IBM API Connect Disaster Recovery on OpenShift¶

Abstract

Disaster Recovery is one of the major concerns when implementing a Production instance of any software solution and API Connect on OpenShift is no different. It is important that you correctly prepare for any disaster in order to ensure that you are able to recover configuration and data if disaster does strike.

High availability versus disaster recovery¶

High availability is concerned with configuring a system so that it continues to operate, and the users and any using systems don't experience any loss of service, in the event of hardware or software failures. Whereas, disaster recovery (DR) is concerned with the configurations and procedures that allow a system to be recovered following a catastrophic hardware, software, or operator failure that's led to a loss of service. The following two important metrics should be considered for DR solutions:

Recovery Time Objective (RTO) - The RTO is the time that it is acceptable for a system to be unavailable for during a disaster.
Recovery Point Objective (RPO) - As DR solutions are usually based on some sort of data copy or backup, it is possible that a system might be recovered to a state prior to the disaster occurring, rather than the state it was in at the actual instant of the disaster. The RPO measures how far back in time the recovery point will be, and therefore how much data might be lost. An RPO of zero would assert that no data will be lost, but such a solution is often a compromise against the cost and performance of the system.

To achieve high availability in your API Connect deployment, a minimum of three data centers are required (see the IBM API Connect High Availability section here). This configuration creates a quorum of data centers, allowing automated failover in any direction, and enabling all three data centers to be active. The quorum majority voting algorithm, allows for a single data center to be offline, and yet still maintain data consistency and availability across the remaining two data centers as they continue to represent a majority in the deployment (avoiding split-brain syndrome).

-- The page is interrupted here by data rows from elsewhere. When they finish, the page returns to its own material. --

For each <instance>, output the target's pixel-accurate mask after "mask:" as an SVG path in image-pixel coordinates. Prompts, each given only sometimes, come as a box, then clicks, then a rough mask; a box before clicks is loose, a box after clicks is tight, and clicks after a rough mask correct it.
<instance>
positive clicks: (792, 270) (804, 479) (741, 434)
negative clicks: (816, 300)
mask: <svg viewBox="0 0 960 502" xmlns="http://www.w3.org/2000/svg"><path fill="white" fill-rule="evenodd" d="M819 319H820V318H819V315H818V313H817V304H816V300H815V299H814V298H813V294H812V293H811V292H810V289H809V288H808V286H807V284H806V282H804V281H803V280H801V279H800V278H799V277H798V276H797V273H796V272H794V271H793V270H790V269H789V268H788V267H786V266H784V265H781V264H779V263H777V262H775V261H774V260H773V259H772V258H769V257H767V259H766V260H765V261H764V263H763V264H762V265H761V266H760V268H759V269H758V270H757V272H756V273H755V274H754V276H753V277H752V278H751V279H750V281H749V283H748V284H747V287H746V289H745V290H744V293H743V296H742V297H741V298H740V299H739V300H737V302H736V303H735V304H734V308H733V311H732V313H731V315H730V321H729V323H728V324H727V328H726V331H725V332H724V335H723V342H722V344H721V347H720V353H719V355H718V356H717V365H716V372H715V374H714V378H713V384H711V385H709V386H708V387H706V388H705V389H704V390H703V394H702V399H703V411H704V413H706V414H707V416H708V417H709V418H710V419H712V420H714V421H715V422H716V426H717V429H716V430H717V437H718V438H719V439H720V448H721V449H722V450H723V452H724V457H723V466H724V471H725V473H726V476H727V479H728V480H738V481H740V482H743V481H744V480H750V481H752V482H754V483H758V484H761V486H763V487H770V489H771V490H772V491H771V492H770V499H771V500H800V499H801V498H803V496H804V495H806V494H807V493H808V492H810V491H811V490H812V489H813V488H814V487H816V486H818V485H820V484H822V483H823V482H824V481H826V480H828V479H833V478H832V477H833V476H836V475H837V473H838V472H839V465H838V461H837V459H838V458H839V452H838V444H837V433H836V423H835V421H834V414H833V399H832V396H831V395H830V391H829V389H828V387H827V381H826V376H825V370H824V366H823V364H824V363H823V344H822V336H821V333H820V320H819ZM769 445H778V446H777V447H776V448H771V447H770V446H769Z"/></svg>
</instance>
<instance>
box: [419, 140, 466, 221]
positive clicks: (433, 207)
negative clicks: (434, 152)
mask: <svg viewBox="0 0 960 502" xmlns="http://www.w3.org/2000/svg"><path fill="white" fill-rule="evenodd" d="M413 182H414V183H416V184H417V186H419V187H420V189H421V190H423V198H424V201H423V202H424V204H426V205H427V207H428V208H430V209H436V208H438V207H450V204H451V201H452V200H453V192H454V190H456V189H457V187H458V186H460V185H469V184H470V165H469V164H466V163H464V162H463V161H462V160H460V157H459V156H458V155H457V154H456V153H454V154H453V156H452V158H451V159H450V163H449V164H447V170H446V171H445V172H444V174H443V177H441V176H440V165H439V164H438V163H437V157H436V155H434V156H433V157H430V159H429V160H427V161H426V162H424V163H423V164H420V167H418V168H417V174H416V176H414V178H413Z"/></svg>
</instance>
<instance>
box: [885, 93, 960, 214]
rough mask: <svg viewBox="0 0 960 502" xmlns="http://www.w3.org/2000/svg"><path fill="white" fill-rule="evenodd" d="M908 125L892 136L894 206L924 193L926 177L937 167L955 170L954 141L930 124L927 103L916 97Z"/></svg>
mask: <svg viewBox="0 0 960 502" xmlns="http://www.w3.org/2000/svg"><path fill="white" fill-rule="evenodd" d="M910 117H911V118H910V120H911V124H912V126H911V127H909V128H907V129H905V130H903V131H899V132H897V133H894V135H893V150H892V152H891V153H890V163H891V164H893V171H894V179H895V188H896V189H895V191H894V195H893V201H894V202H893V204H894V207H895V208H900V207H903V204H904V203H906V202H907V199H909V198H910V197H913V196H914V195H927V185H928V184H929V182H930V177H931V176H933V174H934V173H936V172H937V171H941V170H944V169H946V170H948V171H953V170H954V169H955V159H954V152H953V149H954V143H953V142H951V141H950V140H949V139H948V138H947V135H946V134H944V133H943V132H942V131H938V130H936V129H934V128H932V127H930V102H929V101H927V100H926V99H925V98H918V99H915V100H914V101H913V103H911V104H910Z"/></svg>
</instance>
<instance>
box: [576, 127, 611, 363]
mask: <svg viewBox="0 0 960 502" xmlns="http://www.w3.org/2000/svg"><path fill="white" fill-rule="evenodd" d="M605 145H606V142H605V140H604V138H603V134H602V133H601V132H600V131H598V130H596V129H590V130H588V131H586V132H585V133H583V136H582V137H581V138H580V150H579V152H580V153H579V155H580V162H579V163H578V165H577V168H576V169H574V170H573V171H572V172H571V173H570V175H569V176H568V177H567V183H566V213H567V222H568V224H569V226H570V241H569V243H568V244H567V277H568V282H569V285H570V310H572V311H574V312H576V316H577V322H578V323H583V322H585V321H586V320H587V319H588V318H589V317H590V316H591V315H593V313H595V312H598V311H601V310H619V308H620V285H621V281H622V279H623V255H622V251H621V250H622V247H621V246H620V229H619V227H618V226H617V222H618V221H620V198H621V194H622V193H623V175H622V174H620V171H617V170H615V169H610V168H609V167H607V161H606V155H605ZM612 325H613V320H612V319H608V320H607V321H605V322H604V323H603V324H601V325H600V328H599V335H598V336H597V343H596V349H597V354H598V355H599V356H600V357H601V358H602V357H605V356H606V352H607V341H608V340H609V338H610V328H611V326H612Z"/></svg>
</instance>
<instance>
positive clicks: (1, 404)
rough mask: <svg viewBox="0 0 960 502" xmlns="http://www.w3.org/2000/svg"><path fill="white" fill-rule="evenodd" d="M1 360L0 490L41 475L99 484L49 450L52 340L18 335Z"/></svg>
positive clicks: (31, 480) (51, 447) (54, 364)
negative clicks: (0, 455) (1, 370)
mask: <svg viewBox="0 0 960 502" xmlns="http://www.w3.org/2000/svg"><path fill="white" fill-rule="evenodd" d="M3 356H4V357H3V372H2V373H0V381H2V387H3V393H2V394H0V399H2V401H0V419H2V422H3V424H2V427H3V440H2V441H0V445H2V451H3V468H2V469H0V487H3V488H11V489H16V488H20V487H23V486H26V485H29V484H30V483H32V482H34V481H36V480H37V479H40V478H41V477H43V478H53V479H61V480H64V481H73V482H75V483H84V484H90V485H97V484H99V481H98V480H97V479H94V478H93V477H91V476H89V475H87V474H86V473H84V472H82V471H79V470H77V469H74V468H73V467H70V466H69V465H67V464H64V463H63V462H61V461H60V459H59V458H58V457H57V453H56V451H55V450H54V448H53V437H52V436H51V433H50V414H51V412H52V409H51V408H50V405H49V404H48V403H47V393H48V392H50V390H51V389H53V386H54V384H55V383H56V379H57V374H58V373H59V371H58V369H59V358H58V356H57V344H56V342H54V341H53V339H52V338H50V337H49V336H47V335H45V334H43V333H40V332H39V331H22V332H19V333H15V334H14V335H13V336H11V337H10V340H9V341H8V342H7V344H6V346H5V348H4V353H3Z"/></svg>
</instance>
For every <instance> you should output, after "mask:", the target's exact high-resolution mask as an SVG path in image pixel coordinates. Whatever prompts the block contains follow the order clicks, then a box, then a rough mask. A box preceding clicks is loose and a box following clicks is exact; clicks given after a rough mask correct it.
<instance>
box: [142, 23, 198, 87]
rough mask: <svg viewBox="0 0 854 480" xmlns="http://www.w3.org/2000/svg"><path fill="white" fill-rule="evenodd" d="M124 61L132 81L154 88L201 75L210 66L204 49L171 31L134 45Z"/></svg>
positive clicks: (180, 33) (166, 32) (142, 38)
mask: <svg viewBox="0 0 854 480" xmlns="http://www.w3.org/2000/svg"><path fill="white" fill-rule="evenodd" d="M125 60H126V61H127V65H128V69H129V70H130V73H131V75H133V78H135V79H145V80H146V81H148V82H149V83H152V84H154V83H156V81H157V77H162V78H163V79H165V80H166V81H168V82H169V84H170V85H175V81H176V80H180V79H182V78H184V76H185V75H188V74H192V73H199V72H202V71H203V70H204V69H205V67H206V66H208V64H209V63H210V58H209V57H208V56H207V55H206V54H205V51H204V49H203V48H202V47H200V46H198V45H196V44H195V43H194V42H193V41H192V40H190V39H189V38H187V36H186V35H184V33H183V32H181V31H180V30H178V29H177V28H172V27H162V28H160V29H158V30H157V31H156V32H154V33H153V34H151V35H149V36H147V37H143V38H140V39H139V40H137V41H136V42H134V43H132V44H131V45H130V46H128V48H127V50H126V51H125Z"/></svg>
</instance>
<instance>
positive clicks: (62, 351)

However, when having three data centers is not possible, a two data center deployment provides a disaster recovery solution that has both a low Recovery Time Objective (RTO), and a low Recovery Point Objective (RPO):

The tables below describe the worst-case scenario for availability of each of the IBM API Connect components:

table1

table2

You can follow the IBM API Connect documentation on the two data center disaster recovery deployment strategy on OpenShift here

Warning

Make sure you read and understand the the requirements for deploying a two data center disaster recovery (DR) solution. For instance, for this scenario to work, the latency between the two data center must be less than 80ms.

From the above website you can find links to the instructions for,

How to install a two data center deployment.
Maintain a two data center deployment which includes information about normal operation data flows for the warm components of the passive cluster.

There are other IBM API Connect HA/DR topologies that can be achieved when the requirements for the two data center disaster recovery (DR) solution explained here can not be met. These are explained in further detail in the IBM API Connect v10.x Deployment WhitePaper written by Chris Phillips.

For some of those IBM API Connect HA/DR solutions as well as for non-kubernetes deployments, manual backup and synchronization processes might be involved. You can read more detailed information about those manual processes for how to prepare for a disaster and how to recover from a disaster in the IBM API Connect official documentation here. Remember that if your IBM API Connect deployment is hosted on a cloud provider, you might be able to make use of some of the data replication mechanisms for storage.